History rarely forgives complacency. The international order that emerged after the great catastrophes of the twentieth century was not a historical accident. It was the result of painful lessons learned through destruction, war and the collapse of civilizations that believed themselves to be permanent. Yet every international order eventually confronts the same temptation: the belief that power can replace justice without consequences. Time and again, history has proven this assumption wrong. Empires built solely on dominance have vanished. Systems that claimed moral authority while practicing selective justice eventually lost the trust that sustained them. When legitimacy disappears, even the strongest structures begin to fracture. The twenty-first century now stands at precisely such a moment.

Humanity possesses unprecedented technological capability, economic interconnectedness and global communication. Yet it also faces deepening geopolitical rivalries, institutional fatigue and a growing erosion of trust in the rules that govern international life. The world must now decide whether the coming decades will be remembered as the era in which global order fragmented into competing spheres of power or as the moment when nations rediscovered the wisdom that stability requires more than strength.

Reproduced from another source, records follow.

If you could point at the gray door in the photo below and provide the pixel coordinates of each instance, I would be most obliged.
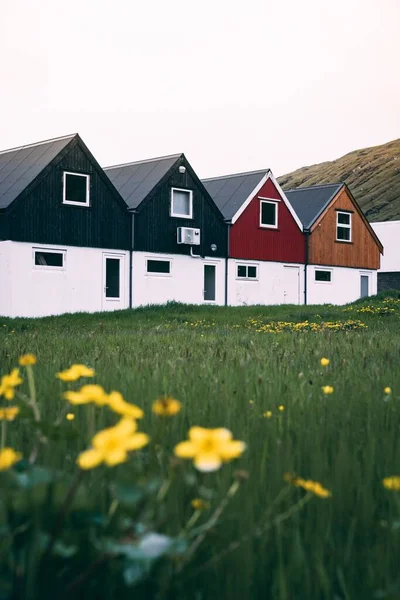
(209, 283)
(364, 286)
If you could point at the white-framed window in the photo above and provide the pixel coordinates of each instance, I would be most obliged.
(158, 266)
(247, 272)
(343, 226)
(181, 203)
(323, 275)
(76, 189)
(43, 258)
(269, 214)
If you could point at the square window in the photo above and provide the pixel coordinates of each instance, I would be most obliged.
(181, 203)
(76, 189)
(268, 214)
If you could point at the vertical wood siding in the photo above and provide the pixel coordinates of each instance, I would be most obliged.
(249, 240)
(362, 252)
(39, 215)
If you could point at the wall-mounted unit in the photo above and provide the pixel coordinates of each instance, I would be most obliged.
(188, 235)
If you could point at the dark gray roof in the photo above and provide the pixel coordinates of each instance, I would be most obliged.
(20, 166)
(134, 181)
(230, 191)
(310, 202)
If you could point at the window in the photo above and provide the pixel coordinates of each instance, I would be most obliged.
(181, 203)
(76, 189)
(343, 227)
(324, 276)
(268, 214)
(160, 267)
(247, 272)
(51, 259)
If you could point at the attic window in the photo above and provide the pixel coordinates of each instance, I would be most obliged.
(181, 203)
(76, 189)
(343, 227)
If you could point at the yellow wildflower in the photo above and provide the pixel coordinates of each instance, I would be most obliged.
(8, 414)
(8, 457)
(392, 483)
(117, 403)
(75, 372)
(87, 394)
(8, 383)
(327, 389)
(166, 406)
(27, 359)
(209, 448)
(112, 445)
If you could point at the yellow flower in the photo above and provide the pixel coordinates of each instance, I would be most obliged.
(8, 383)
(117, 403)
(8, 457)
(8, 414)
(87, 394)
(75, 372)
(209, 448)
(392, 483)
(27, 359)
(112, 445)
(327, 389)
(166, 406)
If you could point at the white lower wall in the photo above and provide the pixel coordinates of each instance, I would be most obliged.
(345, 285)
(31, 291)
(185, 283)
(276, 283)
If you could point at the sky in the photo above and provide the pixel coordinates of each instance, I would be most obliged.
(235, 85)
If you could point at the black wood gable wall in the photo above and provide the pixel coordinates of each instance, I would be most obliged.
(156, 231)
(39, 215)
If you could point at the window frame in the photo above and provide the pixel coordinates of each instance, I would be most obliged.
(268, 201)
(179, 215)
(344, 226)
(49, 251)
(72, 202)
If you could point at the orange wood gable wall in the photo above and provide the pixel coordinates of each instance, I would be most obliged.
(362, 252)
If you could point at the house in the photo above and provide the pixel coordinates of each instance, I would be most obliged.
(342, 249)
(179, 237)
(266, 242)
(389, 273)
(65, 232)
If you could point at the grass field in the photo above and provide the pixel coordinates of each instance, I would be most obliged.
(228, 369)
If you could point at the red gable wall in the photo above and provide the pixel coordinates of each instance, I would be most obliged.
(249, 240)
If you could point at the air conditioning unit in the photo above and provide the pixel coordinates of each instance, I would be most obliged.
(188, 235)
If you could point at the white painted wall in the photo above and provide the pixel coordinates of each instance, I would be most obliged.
(29, 291)
(345, 285)
(277, 283)
(185, 283)
(389, 234)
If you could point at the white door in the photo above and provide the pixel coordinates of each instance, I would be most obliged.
(291, 285)
(113, 281)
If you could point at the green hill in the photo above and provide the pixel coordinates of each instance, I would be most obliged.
(372, 174)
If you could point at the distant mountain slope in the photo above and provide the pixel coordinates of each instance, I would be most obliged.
(372, 174)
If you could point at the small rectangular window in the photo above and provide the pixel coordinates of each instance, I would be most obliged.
(181, 203)
(76, 189)
(162, 267)
(268, 214)
(323, 276)
(246, 272)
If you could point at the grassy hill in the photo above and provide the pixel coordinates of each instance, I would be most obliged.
(372, 174)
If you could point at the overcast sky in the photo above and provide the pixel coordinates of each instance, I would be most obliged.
(235, 85)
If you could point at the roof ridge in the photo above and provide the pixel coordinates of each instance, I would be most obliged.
(237, 174)
(62, 137)
(147, 160)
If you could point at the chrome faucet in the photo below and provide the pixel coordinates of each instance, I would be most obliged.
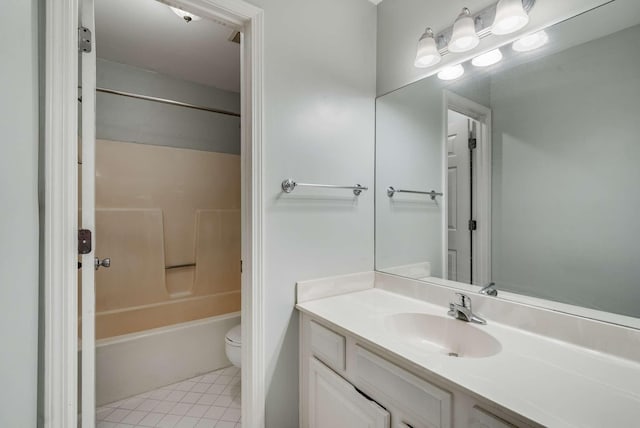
(463, 311)
(489, 289)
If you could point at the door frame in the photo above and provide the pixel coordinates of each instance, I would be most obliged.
(482, 180)
(60, 353)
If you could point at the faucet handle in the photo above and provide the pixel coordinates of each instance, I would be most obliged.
(465, 301)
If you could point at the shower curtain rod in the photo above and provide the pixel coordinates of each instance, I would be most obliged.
(166, 101)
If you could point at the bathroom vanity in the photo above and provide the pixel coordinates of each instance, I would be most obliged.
(380, 351)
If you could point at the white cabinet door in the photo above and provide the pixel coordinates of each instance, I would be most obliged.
(335, 403)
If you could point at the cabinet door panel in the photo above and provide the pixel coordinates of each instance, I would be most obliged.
(335, 403)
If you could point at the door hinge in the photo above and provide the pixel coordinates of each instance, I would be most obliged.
(84, 40)
(84, 241)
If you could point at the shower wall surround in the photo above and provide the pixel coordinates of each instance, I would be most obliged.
(158, 208)
(167, 203)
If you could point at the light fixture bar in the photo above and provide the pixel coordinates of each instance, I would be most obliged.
(483, 21)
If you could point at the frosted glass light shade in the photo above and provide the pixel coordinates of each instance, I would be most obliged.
(531, 42)
(451, 73)
(185, 15)
(487, 59)
(427, 54)
(510, 17)
(463, 37)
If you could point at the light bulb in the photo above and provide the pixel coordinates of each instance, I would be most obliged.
(487, 59)
(531, 42)
(463, 36)
(427, 53)
(188, 17)
(451, 73)
(510, 17)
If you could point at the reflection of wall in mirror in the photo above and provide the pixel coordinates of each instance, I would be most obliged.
(409, 156)
(565, 175)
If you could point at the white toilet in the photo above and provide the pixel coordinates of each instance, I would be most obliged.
(232, 344)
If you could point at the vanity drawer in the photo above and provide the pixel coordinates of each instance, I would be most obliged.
(418, 403)
(328, 346)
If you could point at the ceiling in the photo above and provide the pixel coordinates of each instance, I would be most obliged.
(147, 34)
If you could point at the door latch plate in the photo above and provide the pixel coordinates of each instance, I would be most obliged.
(84, 241)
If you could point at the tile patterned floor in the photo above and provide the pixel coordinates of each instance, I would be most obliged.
(207, 401)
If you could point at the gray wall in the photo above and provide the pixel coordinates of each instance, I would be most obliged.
(19, 213)
(319, 119)
(126, 119)
(566, 176)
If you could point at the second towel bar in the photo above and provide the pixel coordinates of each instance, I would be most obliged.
(432, 194)
(289, 184)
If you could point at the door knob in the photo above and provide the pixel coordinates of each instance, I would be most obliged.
(104, 262)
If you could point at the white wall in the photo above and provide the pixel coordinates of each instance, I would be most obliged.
(319, 118)
(402, 22)
(19, 212)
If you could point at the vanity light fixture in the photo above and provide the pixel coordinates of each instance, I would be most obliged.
(188, 17)
(487, 59)
(531, 42)
(510, 17)
(503, 17)
(464, 36)
(427, 54)
(451, 73)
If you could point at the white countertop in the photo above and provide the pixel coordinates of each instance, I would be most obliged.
(547, 381)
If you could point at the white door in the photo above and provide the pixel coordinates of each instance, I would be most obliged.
(87, 61)
(459, 198)
(335, 403)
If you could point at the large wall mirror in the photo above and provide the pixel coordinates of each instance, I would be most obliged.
(525, 173)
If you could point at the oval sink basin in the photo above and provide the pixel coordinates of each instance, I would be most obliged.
(447, 336)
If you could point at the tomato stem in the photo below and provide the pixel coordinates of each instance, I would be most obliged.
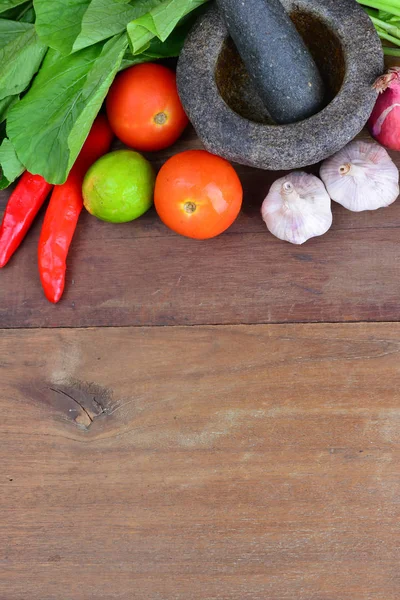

It requires legitimacy. It requires justice. And above all, it requires the recognition that power without restraint ultimately destroys the very order it seeks to dominate. The question that will define this century is therefore neither ideological nor regional. It is civilizational. Whether humanity will continue down the path where might determines right or whether it will rediscover the principle that right must ultimately guide power. The answer will not only shape the architecture of global politics. It will determine the moral character of the twenty-first century itself.